A Gulf war veteran who slid into despair and self-loathing after leaving the army admitted yesterday that he had cold-bloodedly shot dead four members of his family after finally "flipping".
David Bradley, who lived like a hermit with a stash of military magazines and an illegal arsenal of weapons, planned the killings on the lines of a military ambush in a homely end-terrace in Newcastle upon Tyne.


Ths Sun dedicates its front pages to a crusade against racism with its front page declaring

What do we all have in common?

and pictures of children holding up placards with racist words.

It says
THEY are some of the most offensive and ugly words in the English language.
Words like nigger, spic and raghead.
But today The Sun makes no apology for printing them — or the pictures showing children who are the innocent victims of such repugnant insults.
The youngsters, whether Muslim, Jewish, Sikh or Christian, have two things in common.
Like Celebrity Big Brother winner Shilpa Shetty, they have encountered racism in this country. But they are also all BRITISH.


In a courageous act of defiance, they held signs showing the sickening words sometimes hurled at them, their friends or their families. And here they reveal the bullying they have experienced or witnessed.
The youngsters also explain how they feel about bigots who plague our streets and shame our nation.

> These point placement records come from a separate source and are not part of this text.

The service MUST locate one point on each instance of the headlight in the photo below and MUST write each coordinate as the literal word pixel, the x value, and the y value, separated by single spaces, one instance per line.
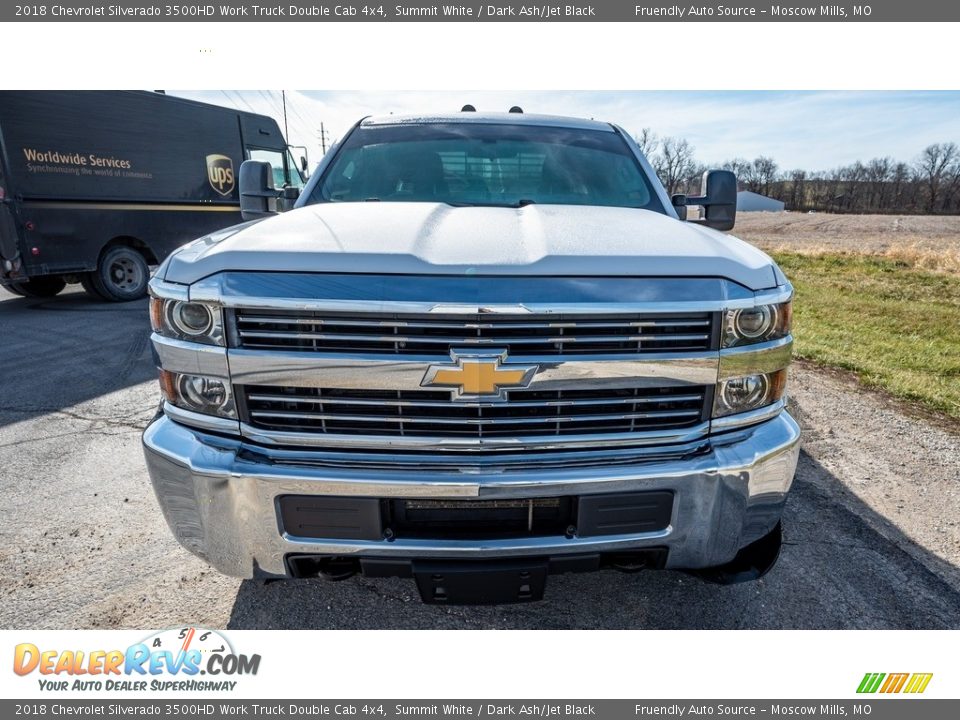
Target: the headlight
pixel 194 321
pixel 748 392
pixel 761 323
pixel 198 393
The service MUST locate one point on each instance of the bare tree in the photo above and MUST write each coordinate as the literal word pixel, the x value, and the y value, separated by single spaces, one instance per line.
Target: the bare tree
pixel 878 173
pixel 648 142
pixel 933 166
pixel 674 163
pixel 765 172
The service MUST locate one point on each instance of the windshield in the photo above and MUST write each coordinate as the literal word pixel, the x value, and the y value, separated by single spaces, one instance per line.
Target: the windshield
pixel 477 164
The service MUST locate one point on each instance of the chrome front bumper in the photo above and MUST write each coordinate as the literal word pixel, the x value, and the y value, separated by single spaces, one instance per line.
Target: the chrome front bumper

In its leading article it says

Beat race hate

OUR top story today tells you all you need to know about racism in Britain today.
All of these youngsters from different backgrounds have to put up with labels which offend.
Some may be intended as light-hearted playground stuff. But it’s bigotry all the same.
Jade Goody proved to the world that teasing can all too easily turn into ugly racist bullying.
Britain’s overwhelming vote to make Shilpa Shetty Celebrity Big Brother winner shows, thank goodness, we are a nation that hates racism.
But the show also proved how name-calling can become racist viciousness. The impact on society of offensive labels can be dangerous.
Shunned minorities retreat into ghettos and nurse their grievances.
At a more sinister level, as new polls show, it splits society and turns thousands of young Muslims into al-Qaeda sympathisers.
This is more worrying now than at any time in recent memory.
Tory leader David Cameron rightly blames multiculturalism and unchecked immigration for stoking the flames. But he puts his finger on another key factor — education. Ignorance breeds prejudice.
It is in our homes and classrooms that lifelong attitudes are ingrained.
We must stamp out abuse by good parenting and sensible teaching.


The Mirror's lead is an interview with the winner of Big Brother

SHOCKED Shilpa Shetty yesterday saw the full footage of her ordeal at the hands of racist bullies Jade, Jo and Danielle for the first time - and gasped: "I'd no idea it was so bad."
As the 31-year-old Bollywood beauty watched the three bullies spitting out cruel taunts and foul-mouthed insults behind her back, she said: "I didn't know all that had gone on. They are so mean. Why didn't someone stop them? It hurts me deeply. Look at me . . . I am shaking."

Finally the papers cover star of Harry Potter,Daniel Radcliffe's first foray into nudity

The Sun headlines

Harry Hotter & the buff bod

ACTOR DANIEL RADCLIFFE looks a million miles from Hogwarts as he sports a rippling six-pack for a West End theatre role.
Daniel, 17 — famed as movie wizard Harry Potter — bulked up in the gym for his role as a stable boy in Equus.
Insiders say his body drew gasps from cast pals. One said: “Everyone’s jaw dropped. He’s a man now.” Daniel has his first sex scene in Equus, which opens in London on Feb 27.